A Greek cost-effectiveness analysis shows that PET/CT delivers higher diagnostic accuracy and is marginally cost‑saving versus MRI for initial N‑staging of clinically N0 head and neck cancer.
The investigators used a decision‑analytic framework to compare whole‑body FDG‑PET/CT, neck CT (with chest/abdomen CT), and neck MRI (plus chest/abdomen CT) in a simulated cohort of 100 clinically N0 patients over a 10‑year horizon, reporting diagnostic accuracy, total costs per patient, and life years (LYs) gained as primary endpoints.
PET/CT showed superior sensitivity—around 80–85%—and slightly higher specificity than CT and MRI, with particular advantage in detecting small or normal‑sized nodes and disease in retropharyngeal and other complex anatomic regions. The metabolic information from PET/CT reduced equivocal findings that might otherwise prompt unnecessary radical lymphadenectomy or further imaging.

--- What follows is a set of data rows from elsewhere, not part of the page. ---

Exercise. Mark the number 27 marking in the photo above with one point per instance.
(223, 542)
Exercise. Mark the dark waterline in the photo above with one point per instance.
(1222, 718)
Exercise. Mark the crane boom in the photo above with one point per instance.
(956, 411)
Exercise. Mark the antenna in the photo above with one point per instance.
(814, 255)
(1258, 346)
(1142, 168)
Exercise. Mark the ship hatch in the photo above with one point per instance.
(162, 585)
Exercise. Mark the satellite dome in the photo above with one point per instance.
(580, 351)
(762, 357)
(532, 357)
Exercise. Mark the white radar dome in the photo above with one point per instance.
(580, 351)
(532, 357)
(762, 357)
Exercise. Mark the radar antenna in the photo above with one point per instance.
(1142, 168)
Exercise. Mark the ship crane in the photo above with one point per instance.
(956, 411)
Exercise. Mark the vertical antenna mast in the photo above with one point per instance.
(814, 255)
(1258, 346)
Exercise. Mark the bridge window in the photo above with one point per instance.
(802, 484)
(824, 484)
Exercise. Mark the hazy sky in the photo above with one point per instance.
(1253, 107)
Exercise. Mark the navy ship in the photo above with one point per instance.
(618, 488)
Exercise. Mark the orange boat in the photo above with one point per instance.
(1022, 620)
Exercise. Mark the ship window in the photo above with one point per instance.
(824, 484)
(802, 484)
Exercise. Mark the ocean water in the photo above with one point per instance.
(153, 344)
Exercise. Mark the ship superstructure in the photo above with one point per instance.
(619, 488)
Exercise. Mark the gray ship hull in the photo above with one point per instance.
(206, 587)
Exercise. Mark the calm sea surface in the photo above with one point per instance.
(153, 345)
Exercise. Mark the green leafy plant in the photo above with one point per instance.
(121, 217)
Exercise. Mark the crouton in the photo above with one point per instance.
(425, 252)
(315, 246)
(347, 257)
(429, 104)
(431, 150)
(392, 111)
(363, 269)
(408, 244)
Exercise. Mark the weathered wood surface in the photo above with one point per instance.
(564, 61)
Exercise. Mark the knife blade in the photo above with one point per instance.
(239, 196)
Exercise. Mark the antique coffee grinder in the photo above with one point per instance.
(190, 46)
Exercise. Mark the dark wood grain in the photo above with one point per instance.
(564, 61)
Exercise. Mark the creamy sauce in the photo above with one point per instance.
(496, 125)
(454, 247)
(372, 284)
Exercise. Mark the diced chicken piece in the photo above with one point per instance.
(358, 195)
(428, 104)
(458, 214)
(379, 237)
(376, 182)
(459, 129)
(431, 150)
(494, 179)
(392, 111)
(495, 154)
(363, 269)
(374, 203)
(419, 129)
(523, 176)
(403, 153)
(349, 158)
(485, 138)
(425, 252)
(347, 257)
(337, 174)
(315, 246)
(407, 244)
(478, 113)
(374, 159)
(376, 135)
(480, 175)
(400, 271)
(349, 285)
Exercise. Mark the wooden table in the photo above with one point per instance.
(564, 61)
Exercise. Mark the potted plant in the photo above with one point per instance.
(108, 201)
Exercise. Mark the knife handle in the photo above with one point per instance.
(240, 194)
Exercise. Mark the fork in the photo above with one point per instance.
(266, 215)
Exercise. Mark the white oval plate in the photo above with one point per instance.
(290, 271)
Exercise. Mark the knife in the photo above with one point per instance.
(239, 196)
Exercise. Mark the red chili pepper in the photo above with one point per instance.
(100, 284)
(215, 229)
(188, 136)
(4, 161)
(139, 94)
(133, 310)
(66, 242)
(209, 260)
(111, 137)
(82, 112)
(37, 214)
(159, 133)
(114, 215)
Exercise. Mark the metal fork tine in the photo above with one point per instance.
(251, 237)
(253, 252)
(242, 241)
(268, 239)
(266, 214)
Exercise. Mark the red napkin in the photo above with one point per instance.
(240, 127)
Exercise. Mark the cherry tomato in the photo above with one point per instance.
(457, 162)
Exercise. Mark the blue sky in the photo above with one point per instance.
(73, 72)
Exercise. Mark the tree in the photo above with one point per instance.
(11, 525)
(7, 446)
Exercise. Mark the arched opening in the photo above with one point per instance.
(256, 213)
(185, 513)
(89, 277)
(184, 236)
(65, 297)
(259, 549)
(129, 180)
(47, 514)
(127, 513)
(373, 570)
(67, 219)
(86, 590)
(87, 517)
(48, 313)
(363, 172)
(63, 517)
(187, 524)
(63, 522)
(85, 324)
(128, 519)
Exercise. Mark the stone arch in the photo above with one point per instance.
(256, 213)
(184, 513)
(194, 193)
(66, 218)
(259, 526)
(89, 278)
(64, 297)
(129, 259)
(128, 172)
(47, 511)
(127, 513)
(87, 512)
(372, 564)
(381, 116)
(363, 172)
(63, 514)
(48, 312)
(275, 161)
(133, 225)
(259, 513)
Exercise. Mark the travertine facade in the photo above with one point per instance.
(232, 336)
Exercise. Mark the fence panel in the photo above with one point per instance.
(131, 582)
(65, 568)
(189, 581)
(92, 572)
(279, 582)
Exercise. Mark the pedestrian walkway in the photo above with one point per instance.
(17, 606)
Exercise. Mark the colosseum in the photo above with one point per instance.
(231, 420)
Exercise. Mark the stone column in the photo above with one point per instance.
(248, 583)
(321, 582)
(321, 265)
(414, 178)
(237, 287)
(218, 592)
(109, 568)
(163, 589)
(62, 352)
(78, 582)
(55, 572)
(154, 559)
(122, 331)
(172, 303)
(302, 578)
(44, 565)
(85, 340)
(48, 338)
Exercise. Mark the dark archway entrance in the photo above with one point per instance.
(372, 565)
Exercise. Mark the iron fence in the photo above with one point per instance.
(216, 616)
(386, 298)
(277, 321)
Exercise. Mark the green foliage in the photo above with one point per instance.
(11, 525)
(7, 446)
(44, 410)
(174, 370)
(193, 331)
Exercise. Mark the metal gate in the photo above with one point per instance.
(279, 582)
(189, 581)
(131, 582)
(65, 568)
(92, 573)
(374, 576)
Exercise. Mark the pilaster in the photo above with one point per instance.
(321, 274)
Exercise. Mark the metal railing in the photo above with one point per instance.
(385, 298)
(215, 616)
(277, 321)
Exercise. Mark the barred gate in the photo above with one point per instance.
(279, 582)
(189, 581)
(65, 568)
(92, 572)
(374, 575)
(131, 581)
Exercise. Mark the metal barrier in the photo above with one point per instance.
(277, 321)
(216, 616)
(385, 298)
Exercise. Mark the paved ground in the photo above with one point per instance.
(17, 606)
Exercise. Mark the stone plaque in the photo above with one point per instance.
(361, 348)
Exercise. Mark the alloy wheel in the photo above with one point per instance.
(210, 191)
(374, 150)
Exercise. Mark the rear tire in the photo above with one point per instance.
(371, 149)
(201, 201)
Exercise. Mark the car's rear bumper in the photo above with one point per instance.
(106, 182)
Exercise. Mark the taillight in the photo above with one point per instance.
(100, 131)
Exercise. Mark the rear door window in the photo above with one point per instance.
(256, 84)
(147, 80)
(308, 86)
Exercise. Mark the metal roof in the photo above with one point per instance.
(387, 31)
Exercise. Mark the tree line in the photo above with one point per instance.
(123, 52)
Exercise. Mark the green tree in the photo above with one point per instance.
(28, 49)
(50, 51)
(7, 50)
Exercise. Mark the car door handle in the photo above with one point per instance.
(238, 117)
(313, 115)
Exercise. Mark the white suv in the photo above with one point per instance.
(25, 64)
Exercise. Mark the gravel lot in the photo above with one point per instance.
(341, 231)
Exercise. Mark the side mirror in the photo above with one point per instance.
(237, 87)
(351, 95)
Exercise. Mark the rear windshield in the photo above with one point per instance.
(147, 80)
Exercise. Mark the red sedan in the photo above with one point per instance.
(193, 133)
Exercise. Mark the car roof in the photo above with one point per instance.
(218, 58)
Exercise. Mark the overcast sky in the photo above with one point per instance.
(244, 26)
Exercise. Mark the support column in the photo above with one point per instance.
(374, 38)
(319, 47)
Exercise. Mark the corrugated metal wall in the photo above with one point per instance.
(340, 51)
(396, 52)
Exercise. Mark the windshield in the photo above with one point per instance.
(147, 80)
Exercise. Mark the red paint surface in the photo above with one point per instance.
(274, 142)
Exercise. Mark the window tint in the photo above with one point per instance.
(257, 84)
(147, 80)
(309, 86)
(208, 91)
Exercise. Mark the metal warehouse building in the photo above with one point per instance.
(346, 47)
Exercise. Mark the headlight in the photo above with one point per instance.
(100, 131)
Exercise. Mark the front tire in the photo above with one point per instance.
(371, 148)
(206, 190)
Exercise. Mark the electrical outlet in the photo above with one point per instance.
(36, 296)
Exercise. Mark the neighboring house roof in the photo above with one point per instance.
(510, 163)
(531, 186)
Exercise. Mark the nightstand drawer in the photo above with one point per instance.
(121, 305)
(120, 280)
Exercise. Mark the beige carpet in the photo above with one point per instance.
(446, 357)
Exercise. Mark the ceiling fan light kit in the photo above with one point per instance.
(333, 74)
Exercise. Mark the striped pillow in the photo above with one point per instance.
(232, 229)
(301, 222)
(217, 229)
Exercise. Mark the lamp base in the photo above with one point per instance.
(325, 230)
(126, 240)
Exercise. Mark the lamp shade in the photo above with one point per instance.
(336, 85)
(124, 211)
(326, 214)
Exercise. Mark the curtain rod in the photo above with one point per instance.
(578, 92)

The economic model combined a decision tree with a Markov model to simulate downstream health states and to aggregate long‑term costs and life years (LYs) over 10 years. Inputs included test performance, treatment pathways triggered by true/false results, and costs. In the base case, PET/CT incurred EUR 128,729 per patient with 6.171 LYs versus MRI at EUR 128,779 with 6.170 LYs. Compared with CT, PET/CT produced an incremental cost-effectiveness ratio (ICER) of EUR 144,984 per LY gained.